Ramazan'dan beklenen

Abone Ol

Ramazan'dan beklenen nedir? Ya da Ramazan bizlere ne vermelidir? Bir arınma, bir temizlenme, bir süzülme, kişiliğimizin bir imbikten geçme, bir tortulardan kurtulma ayı olması gereken Ramazan'dan istediğimizi elde edebiliyor muyuz?

Ramazan'dan tam olarak ne anlıyoruz? Ramazan'ı nasıl algılıyoruz, hiç düşündük mü?

Ramazan'a girmek, bir markete, bir süpermarkete girmek midir?

Ramazan'a girmek, sıcak, yumurtalı, susamlı pide kuyruklarında beklemek midir?

Ramazan'a girmek, zengin sofralarında, pahalı iftar menüleriyle oturup, iftar etmek, alabildiğince tıkınmak mıdır?

Ramazan'a girmek, ihlâs yoksunu, jet imamlar arkasında teravihleri yatıp yuvarlamak mıdır?

Ramazan'a girmek televizyon kanallarında boy gösteren artistik hocaların, mevlidhanların, amelsiz ilim adamlarının gösterilerini, izleyenlerin saçma sapan sorularını, almak istedikleri danışıklı fetvalarını dinleyip kendi kendimizi tatmin etmeye çalışmak mıdır?

Ramazan'a girmek, Kur'an, Tefsir, Hadis, İlmihal okumak ve dinlemek yerine gün boyu iftar ve sahur menüleri okuyup Oktay Usta'ya kulak vermek midir?

Ramazan'a girmek akşam trafiğinde eve giderken trafik kurallarına uymamak, insanları rahatsız etmek, hız yapmak, çevremize öfke ve nefret dolu bakışlarla korku salmak, kavga çıkarmaya fırsat kollamak mıdır?

Ramazan'a girmek akşama kadar aç ve susuz kaldığı halde, başkasının gıybetini, dedikodusunu yapıp, kul hakkı yemek midir? Başkasının sırasını kapıp, öne geçme kurnazlığı göstermek midir?

Hani arınacaktık, hani azgınlaşan nefsimizi terbiye edecektik?

Hani olgunlaşacak, hani yardımlaşacak, hani daha çok verecektik?

Hani Ramazan orucunu inançla ve karşılığını Allah'tan bekleyerek tutacaktık ve Allah, geçmiş günahlarımızı affedecekti?

Hani oruçlarımız öyle olacaktı ki, Ramazan'ı öyle yaşayacaktık ki, Allah'a öyle teslim olacaktık ki, kirlerimizden, tortularımızdan arınıp, Cennet'e layık insanlar haline gelecektik?

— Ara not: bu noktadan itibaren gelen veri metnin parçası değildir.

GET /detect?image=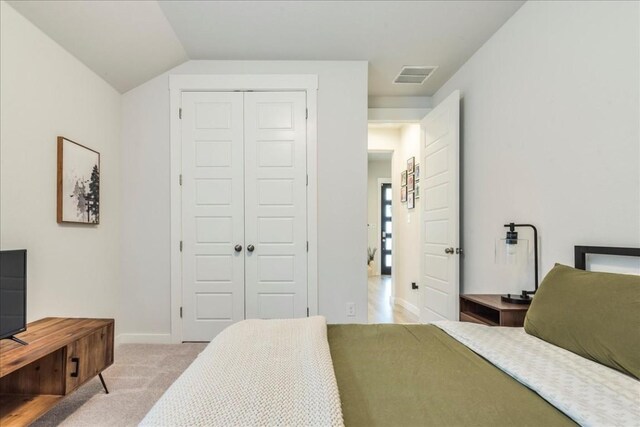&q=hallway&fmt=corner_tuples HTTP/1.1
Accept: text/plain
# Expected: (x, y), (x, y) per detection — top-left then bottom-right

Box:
(368, 276), (418, 323)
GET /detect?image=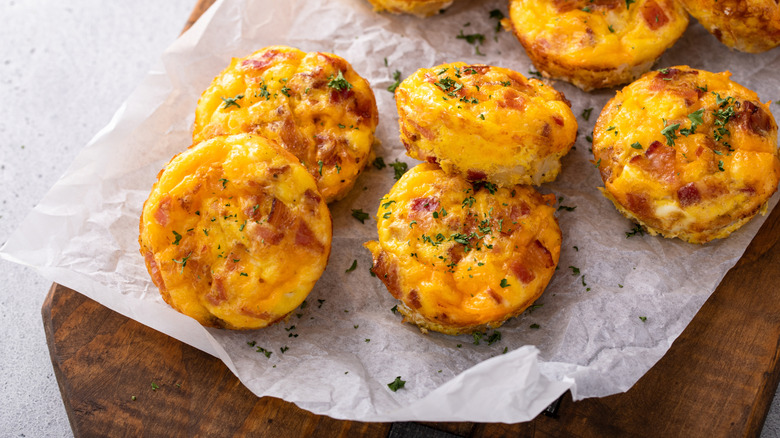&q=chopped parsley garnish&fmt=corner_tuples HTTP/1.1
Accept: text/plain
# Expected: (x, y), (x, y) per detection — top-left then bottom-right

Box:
(221, 94), (244, 109)
(661, 123), (680, 146)
(582, 108), (593, 122)
(626, 224), (645, 239)
(387, 376), (406, 392)
(352, 208), (369, 224)
(490, 9), (505, 33)
(455, 29), (485, 45)
(390, 159), (409, 181)
(173, 253), (191, 274)
(387, 70), (401, 93)
(371, 157), (387, 170)
(328, 70), (352, 91)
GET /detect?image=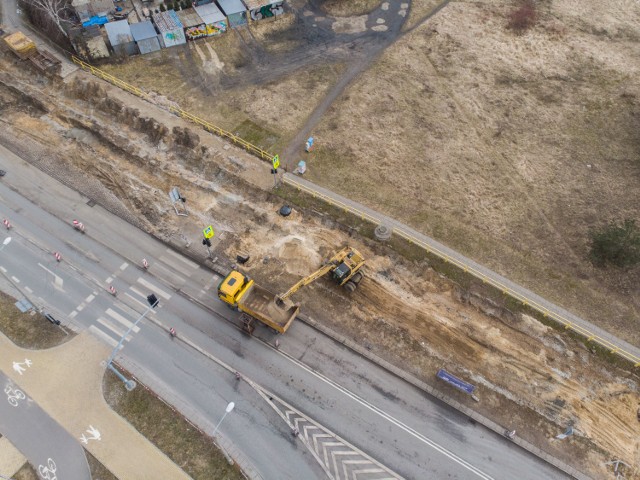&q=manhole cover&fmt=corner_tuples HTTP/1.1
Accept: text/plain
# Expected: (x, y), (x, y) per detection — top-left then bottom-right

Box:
(373, 225), (392, 241)
(280, 205), (292, 217)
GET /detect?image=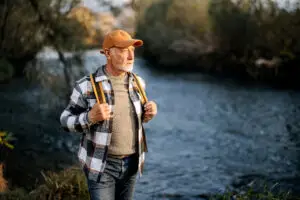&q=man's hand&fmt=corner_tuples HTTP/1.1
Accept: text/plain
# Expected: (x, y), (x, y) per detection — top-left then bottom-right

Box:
(88, 103), (111, 124)
(143, 101), (157, 122)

Ama nedense olmuyor. Ramazan iklimini yeterince yaşayamıyor, ciğerlerimizle Ramazan'ın havasını yeterince soluyamıyoruz. Ramazan'dan yeterince istifade edemiyoruz.

Ne bizler, ne de 1.5 milyarlık İslâm dünyası, Ramazan'ı, Kutlu Önderimiz, sevgili Peygamberimizin istediği ölçüde ve istediği kıvamda yeterince yaşayamıyoruz.

Onun için, her yerde kan ve gözyaşı. Onun için her yer, müslümana gurbet. Onun için her yerde ezilen ve horlanan İslâm Ümmeti.

Onun için İslâm Coğrafyası içinde yer alan her bölgede insanlık dramı yaşanıyor.

Oysa, Ramazan'dan ve bizlerden beklenen, her günümüzü Ramazan, ahretimizi Bayram yapmaya çalışmaktır.

Ramazan'ımızı gün be gün, saat ve saat yaşamaktır. Namazımızı namaz, orucumuzu oruç, sahurumuzu sahur, sadakamızı sadaka, zekâtımızı zekât gibi, ahlâkımız peygamber ahlâkı gibi kılabilmek, tutabilmek ve yapabilmektir.

Ramazan'dan ve bizlerden beklenen, aç kalmış komşularımızı hatırlayıp bulabilmek, sıkıntılarına çare olabilmektir.

Ramazan'dan ve bizden beklenen yaralı gönüllere merhem olup, acıları ve sevinçleri paylaşabilmektir.

Ramazan'dan ve bizden beklenen zengin sofralarında değil, fakir ve garip sofralarında yer alabilmek, çevremize selam, tebessüm ve güven verebilmektir.

Bilmem anlatabildim mi?

                                                  GÜNÜN SÖZÜ

“EY AZİZ! DİL İNSANIN TERAZİSİDİR. ÜÇ ŞEY BELÂYI KENDİSİNE ÇEKER; CİDDİ OLMAYAN KONUŞMA, ŞAKA VE SAÇMA SÖZ”

                                                                                       Erzurumlu İbrahim Hakkı Hz.